The reason is that the SS_tot term in the coefficient of determination is proportional to the variance of the data of the variable that is being fit. In this case, that variable is zero. However, this isn't conceptually a variable at all, and indeed, the variance in the "data" is zero, because it is not actually data, but rather a work-around for the fact that constants are not present.

Note that in the example of this issue (y = a + bx), the model could have easily been written without the zero, but there are other cases where this doesn't work (see e.g. #254) and a constant term is really necessary.

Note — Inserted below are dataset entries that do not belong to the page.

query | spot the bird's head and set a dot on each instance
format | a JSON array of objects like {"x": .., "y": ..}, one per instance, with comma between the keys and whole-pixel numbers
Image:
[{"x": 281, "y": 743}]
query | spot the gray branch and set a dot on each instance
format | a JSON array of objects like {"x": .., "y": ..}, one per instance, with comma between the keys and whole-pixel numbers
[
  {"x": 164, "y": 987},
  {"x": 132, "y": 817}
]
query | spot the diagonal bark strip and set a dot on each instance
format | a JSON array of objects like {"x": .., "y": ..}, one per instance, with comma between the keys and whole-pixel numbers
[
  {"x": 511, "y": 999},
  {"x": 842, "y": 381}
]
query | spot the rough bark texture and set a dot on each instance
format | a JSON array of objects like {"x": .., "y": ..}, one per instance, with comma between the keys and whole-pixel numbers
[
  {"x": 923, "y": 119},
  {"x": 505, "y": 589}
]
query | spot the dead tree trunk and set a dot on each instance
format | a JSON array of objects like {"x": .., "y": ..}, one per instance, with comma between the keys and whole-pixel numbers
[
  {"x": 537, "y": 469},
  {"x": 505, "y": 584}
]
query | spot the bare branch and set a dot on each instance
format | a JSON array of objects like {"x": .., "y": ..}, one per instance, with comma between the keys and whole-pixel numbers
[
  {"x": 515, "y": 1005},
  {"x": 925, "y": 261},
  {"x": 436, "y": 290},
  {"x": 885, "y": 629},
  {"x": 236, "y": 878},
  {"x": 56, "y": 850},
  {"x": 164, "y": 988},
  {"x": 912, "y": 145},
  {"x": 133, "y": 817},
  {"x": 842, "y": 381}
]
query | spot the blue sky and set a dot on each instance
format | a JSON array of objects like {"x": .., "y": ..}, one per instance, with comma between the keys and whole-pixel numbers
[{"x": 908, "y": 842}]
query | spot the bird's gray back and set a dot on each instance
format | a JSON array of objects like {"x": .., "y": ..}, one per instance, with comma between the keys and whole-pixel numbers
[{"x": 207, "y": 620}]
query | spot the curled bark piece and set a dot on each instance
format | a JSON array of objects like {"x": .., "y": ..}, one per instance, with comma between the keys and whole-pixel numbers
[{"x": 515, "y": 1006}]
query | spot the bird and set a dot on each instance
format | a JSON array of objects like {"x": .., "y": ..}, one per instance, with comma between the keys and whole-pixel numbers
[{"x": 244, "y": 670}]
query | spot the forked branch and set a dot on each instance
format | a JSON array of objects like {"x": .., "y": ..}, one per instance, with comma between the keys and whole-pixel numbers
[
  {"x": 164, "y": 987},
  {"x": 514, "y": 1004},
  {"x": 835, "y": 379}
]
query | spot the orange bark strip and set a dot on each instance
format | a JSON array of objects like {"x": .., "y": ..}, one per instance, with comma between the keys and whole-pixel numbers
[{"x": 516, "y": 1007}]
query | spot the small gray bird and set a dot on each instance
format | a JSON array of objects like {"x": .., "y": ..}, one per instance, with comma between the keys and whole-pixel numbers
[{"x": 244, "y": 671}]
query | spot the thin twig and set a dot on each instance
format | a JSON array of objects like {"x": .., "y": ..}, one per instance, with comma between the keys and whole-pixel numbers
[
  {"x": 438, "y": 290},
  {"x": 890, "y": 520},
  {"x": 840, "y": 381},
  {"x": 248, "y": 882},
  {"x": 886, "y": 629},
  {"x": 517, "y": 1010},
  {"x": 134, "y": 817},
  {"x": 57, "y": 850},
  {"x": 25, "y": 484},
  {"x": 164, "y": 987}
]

If we could define zero to be a Constant, and still use it in place of Variables, this would increase the modeling/parameterization flexibility. Also, it would remove the current need to create mock data arrays for such values, rather only having to pass in actual data. And, finally, it would make the warning go away :)

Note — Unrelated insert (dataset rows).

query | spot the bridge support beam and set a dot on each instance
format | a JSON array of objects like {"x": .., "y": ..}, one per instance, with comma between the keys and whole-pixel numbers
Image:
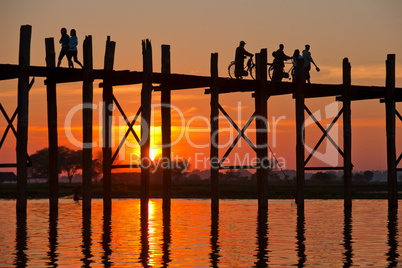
[
  {"x": 166, "y": 130},
  {"x": 390, "y": 127},
  {"x": 22, "y": 125},
  {"x": 87, "y": 117},
  {"x": 261, "y": 99},
  {"x": 52, "y": 127},
  {"x": 146, "y": 94},
  {"x": 107, "y": 126},
  {"x": 347, "y": 135},
  {"x": 299, "y": 96},
  {"x": 214, "y": 153}
]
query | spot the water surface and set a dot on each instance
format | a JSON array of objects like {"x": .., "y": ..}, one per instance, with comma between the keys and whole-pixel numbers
[{"x": 190, "y": 236}]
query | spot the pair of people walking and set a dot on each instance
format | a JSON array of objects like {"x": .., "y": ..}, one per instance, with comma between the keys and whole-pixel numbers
[
  {"x": 69, "y": 48},
  {"x": 280, "y": 57}
]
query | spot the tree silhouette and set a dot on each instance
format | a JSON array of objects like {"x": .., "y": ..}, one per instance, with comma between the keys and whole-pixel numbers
[
  {"x": 70, "y": 161},
  {"x": 40, "y": 164}
]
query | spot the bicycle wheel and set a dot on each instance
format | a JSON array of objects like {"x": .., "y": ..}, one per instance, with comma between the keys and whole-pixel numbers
[
  {"x": 270, "y": 71},
  {"x": 253, "y": 72},
  {"x": 231, "y": 70}
]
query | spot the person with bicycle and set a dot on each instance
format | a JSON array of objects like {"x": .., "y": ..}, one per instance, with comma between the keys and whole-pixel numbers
[
  {"x": 278, "y": 63},
  {"x": 241, "y": 54}
]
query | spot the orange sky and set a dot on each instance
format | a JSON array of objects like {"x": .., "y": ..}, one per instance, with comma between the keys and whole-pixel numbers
[{"x": 365, "y": 31}]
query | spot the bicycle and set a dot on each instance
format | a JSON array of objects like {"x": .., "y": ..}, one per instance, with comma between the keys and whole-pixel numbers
[
  {"x": 285, "y": 74},
  {"x": 249, "y": 68}
]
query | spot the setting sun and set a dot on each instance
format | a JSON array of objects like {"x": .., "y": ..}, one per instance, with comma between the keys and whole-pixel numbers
[{"x": 152, "y": 153}]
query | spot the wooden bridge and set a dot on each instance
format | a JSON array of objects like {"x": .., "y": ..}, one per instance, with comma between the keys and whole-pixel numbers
[{"x": 165, "y": 82}]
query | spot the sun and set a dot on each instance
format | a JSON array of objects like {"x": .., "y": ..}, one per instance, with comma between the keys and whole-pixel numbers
[{"x": 153, "y": 153}]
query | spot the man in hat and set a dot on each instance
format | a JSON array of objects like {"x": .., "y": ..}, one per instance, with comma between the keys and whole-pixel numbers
[{"x": 241, "y": 54}]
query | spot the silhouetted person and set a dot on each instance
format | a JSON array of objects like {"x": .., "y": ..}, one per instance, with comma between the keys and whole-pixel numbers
[
  {"x": 64, "y": 40},
  {"x": 241, "y": 54},
  {"x": 278, "y": 63},
  {"x": 72, "y": 50},
  {"x": 76, "y": 195},
  {"x": 307, "y": 63},
  {"x": 296, "y": 56}
]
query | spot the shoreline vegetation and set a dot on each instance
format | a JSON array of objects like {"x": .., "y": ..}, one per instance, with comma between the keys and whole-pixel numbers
[{"x": 228, "y": 190}]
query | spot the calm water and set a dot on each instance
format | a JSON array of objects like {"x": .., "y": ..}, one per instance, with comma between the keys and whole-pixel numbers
[{"x": 321, "y": 235}]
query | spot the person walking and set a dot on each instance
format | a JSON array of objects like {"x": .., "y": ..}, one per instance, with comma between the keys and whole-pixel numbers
[
  {"x": 307, "y": 63},
  {"x": 296, "y": 56},
  {"x": 241, "y": 54},
  {"x": 64, "y": 41},
  {"x": 72, "y": 49},
  {"x": 278, "y": 63}
]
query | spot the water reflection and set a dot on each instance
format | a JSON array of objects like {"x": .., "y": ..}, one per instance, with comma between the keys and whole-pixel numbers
[
  {"x": 347, "y": 237},
  {"x": 214, "y": 255},
  {"x": 144, "y": 255},
  {"x": 301, "y": 247},
  {"x": 167, "y": 238},
  {"x": 262, "y": 238},
  {"x": 21, "y": 257},
  {"x": 392, "y": 254},
  {"x": 52, "y": 253},
  {"x": 86, "y": 239},
  {"x": 106, "y": 238}
]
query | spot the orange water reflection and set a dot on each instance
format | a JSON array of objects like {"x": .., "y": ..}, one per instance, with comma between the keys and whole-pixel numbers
[{"x": 191, "y": 236}]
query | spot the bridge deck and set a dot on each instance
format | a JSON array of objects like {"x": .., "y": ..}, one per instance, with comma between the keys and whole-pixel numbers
[{"x": 182, "y": 81}]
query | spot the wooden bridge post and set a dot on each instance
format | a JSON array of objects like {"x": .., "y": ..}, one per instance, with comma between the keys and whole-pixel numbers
[
  {"x": 390, "y": 126},
  {"x": 347, "y": 135},
  {"x": 52, "y": 126},
  {"x": 107, "y": 125},
  {"x": 261, "y": 99},
  {"x": 214, "y": 160},
  {"x": 299, "y": 95},
  {"x": 22, "y": 125},
  {"x": 146, "y": 94},
  {"x": 166, "y": 130},
  {"x": 87, "y": 114}
]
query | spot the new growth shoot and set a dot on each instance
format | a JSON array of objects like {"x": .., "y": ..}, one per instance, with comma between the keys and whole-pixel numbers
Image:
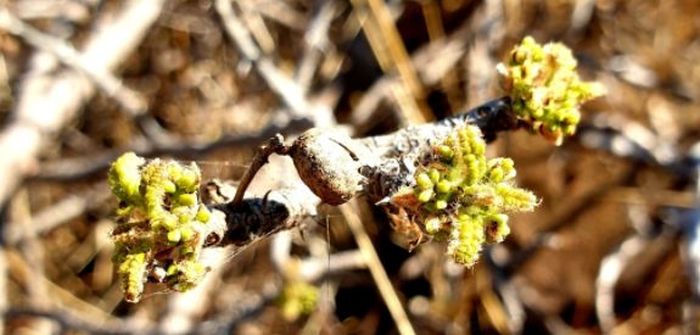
[
  {"x": 545, "y": 89},
  {"x": 461, "y": 197},
  {"x": 161, "y": 224}
]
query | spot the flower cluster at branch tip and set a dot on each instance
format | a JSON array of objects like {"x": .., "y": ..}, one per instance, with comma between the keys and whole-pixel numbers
[
  {"x": 298, "y": 298},
  {"x": 160, "y": 220},
  {"x": 545, "y": 88},
  {"x": 461, "y": 197}
]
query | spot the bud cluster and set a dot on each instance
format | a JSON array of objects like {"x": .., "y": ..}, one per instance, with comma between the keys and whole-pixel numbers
[
  {"x": 461, "y": 197},
  {"x": 545, "y": 89},
  {"x": 160, "y": 221}
]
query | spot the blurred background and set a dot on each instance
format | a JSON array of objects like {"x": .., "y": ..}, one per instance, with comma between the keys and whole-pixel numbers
[{"x": 611, "y": 249}]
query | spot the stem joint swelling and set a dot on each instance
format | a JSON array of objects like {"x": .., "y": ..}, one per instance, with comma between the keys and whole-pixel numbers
[{"x": 433, "y": 180}]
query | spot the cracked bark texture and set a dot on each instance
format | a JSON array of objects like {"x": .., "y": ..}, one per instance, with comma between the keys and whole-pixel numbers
[{"x": 337, "y": 168}]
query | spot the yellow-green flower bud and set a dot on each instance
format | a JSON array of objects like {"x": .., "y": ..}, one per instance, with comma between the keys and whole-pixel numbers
[
  {"x": 174, "y": 236},
  {"x": 425, "y": 195},
  {"x": 423, "y": 181},
  {"x": 545, "y": 88}
]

Would this be feasible? How much of the existing codebase would be touched by this?

tBuLi commented 5 years ago

I'm not sure I would use Constants for this. I don't know actually how ROOT defines Constants so it may be a solution, but the way I see it we turned a fitting problem into a root-finding problem. So I think it would be nice if we can somehow indicate this change in the nature of the problem.

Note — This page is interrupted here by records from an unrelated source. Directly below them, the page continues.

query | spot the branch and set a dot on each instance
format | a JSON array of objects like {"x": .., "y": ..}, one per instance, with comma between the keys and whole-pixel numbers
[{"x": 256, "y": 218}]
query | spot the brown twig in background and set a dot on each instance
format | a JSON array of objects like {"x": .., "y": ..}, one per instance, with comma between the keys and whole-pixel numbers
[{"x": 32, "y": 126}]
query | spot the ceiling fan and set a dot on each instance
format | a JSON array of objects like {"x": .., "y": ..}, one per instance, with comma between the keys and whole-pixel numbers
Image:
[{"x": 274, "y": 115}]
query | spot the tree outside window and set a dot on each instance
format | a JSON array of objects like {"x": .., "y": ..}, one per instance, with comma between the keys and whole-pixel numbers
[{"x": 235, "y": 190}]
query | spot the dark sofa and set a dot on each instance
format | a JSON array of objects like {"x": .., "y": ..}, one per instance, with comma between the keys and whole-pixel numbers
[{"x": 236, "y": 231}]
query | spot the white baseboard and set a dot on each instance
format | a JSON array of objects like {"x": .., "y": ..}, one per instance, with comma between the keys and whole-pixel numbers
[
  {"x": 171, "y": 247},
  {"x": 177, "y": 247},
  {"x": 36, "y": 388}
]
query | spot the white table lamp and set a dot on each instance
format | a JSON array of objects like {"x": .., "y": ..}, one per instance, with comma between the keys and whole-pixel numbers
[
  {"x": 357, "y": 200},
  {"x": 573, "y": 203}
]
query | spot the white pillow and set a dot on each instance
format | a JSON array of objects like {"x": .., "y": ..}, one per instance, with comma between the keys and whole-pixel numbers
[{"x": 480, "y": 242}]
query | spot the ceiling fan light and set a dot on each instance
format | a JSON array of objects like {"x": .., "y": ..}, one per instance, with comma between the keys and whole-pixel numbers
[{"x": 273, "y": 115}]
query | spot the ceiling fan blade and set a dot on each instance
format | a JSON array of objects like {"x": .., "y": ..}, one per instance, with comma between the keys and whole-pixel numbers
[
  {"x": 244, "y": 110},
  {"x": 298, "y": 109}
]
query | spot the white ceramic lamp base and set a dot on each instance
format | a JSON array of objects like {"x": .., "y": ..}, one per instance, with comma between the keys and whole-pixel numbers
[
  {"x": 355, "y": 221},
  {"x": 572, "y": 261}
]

Currently, with the solution I proposed for #254, we are finding the roots by finding the least squares solution to f_i = 0. Although for all intents and purposes this is fine, it might not be the best way to go about root finding. So I think it would be better to have a separate objective function and/or minimizer for root finding.

We should be careful not to end up in a recursive jungle here though, those root finders might use the least squares solution and a normal minimizer. But even if that is the case, a syntax like

a, b, c, d = sf.parameters('a, b, c, d')
x, y, z, f = sf.variables('x, y, z, f')
plane_model = {f: a * x + b * y + c * z - d}

fit = Fit(plane_model, x=xdata, y=ydata, z=zdata)

might be enough for symfit to infer that root finding is desired.

egpbos commented 5 years ago

That indeed sounds like a superior alternative, especially given that you can just use constant values in models already, so indeed the only special case is zero on one side of the equation.

Perhaps it would be slightly more expressive to add an explicit sf.zero singleton object, so that you could do Fit(plane_model, x=xdata, y=ydata, z=zdata, f=sf.zero). Or to replace Fit with FindRoot. But, yes, it would be nice if root finding were treated as such!

tBuLi commented 5 years ago

I think this might already exist since we have everything sympy has: sf.Zero. So that might indeed be a good solution. Another option is to use a normal int 0, but that is less clear. To use a symbolical Zero is a lot better.

Concerning the internals: we would still have to turn this into the exact same problem, e.g. solve f_i = 0. It will just give a convenient API for doing so.

egpbos commented 5 years ago

It will just give a convenient API for doing so.

Indeed, that would be a great benefit I think, it would make it consistent with the general great ease of use that the rest SymFit already has.

Concerning the internals: we would still have to turn this into the exact same problem, e.g. solve f_i = 0.

Except for the implementation then? Indeed, as a first working version, you could just do it like in #254, but you'd like to also be able to use the SciPy root finders, maybe. I'm not an expert on the differences between all the algorithms, though. As you say, they may overlap.

tBuLi commented 5 years ago

Yeah I agree, some of the root finders might offer benefits over the #254 implementation, it is definitely worth investigating which ones, and wrapping them separately.

And this would definitely be an API improvement, since this kind of problem is quite common.